JOHN TUOHY mentions that at a recent conference of the Irish Dental Association, it was stated that “the level of dental cavities has declined dramatically since the early 1960s, particularly since the introduction of fluoridation” (Irish Examiner letters, October 30.

Reduced fluoride levels indicate health risk

Before fluoridation there were up to 600 dentists practising in Ireland. If fluoridation brought about the promised 65% reduction in dental decay, many of these dentists should have gone on the dole or sought other careers. But that didn’t happen.

Today, there are up to 2,000 dentists in Ireland.

This huge increase in the number of dentists explains why we have an alleged decline in dental cavities. A great deal more dentists repairing dental cavities would tell us more about the dramatic decline in tooth decay and not the suspect fluoridation.

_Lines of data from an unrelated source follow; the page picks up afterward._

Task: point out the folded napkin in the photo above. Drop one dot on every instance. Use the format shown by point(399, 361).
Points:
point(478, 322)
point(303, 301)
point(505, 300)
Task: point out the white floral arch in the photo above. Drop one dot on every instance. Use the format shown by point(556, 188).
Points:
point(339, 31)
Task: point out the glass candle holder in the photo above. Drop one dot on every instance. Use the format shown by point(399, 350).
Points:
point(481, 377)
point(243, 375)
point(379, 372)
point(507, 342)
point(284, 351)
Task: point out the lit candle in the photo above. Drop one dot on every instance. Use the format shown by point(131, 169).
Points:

For six days in 1963, an American, Dr Harold Hodge, sang fluorinated Newburgh’s (a town in New York state) praises before the Supreme Court in Dublin.

The judge swallowed Hodge’s story and fluoridation was compulsorily imposed on the gullible Irish.

Today in Newburgh it is a different story.

The most visible effects from fluoridation are not fewer cavities but high rates of speckled and mottled teeth known as dental fluorosis. Newburgh also has the second highest rate of heart disease in the US.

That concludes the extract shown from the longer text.